Ultrahigh energy density and thermal stability in sandwich-structured nanocomposites with dopamine@Ag@BaTiO3

Abstract The progress in advanced dielectrics by tremendously enhancing the discharge energy densities is of great importance for the current electronic power systems. Herein, we report heterogeneous sandwich-structured nanocomposites with low nanofillers content, which offered the ultrahigh discharge energy density (Ue) of 21.03 ​J/cm3 at 592.1 ​MV/m. This energy density is the highest reported until now, with similar nanoparticle content and equivalent electric field. We used linear-type polyetherimide as the outer two layers, which offered insulation of charge injection from electrodes, reduced polymer free-volume, improved breakdown strength, and enhanced the overall thermo-mechanical stability. Besides, dopamine@Ag@BaTiO3 nanoparticles (DA@Ag@BT NPs)-modified ferroelectric-type polyvinylidene fluoride is employed as the middle layer for rendering higher polarizability and additionally increased breakdown strength due to well-known Coulomb blockade effect. Finite element simulations showed reduced local electric field in the outer, as well as middle layer matrixes, indicating higher breakdown strength and consequently higher energy storage prospects of heterogeneous sandwich-structured nanocomposites.

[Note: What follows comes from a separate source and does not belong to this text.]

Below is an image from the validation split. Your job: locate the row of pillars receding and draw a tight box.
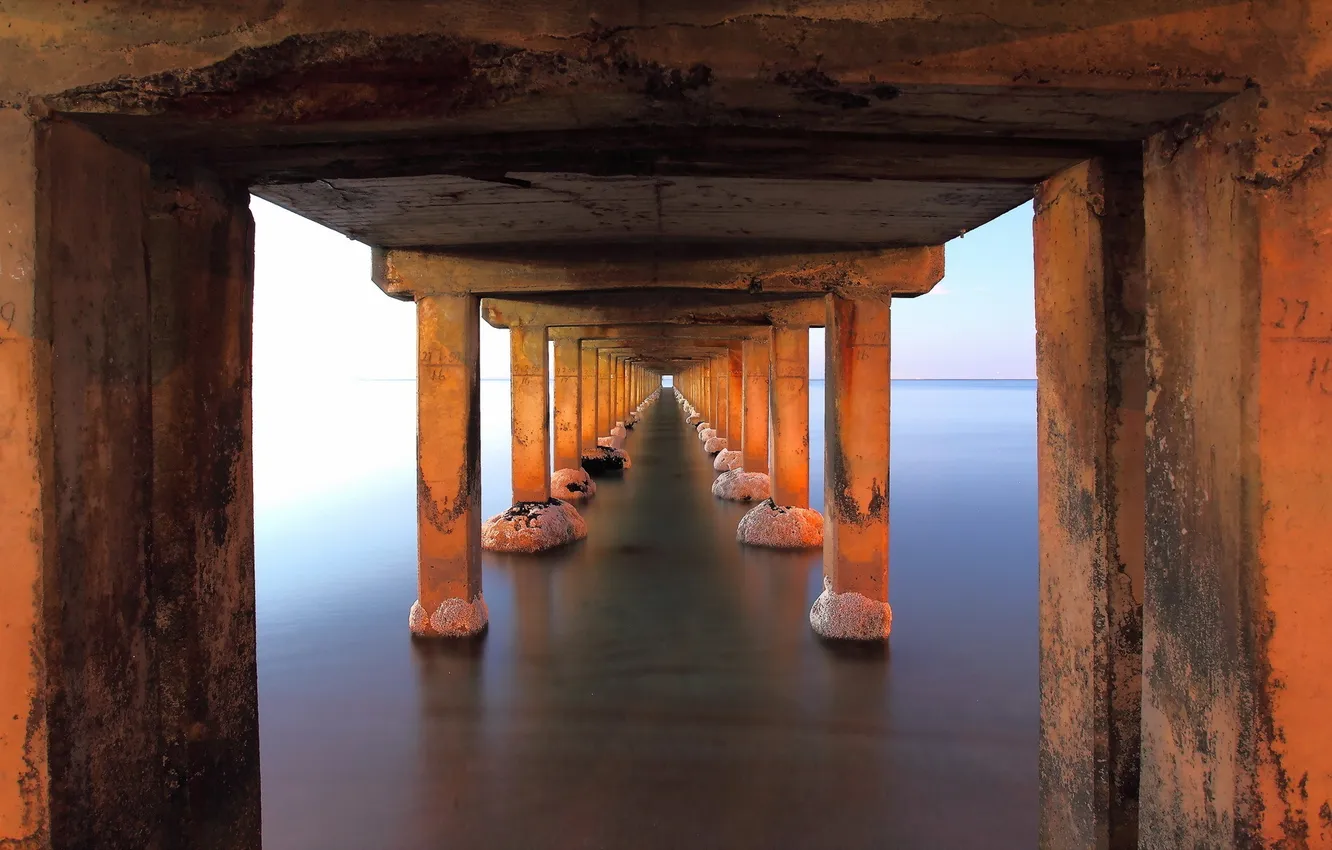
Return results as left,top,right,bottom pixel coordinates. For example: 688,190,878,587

The energy storage results at high temperatures demonstrated its significant thermal stability until 170 ​°C. Overall, this contribution not only paves the new way for developing industrially viable low nanofillers-concentrated flexible dielectric films but also provides the insight of polarization mechanism and electric breakdown in heterogeneous sandwich-structured dielectric materials.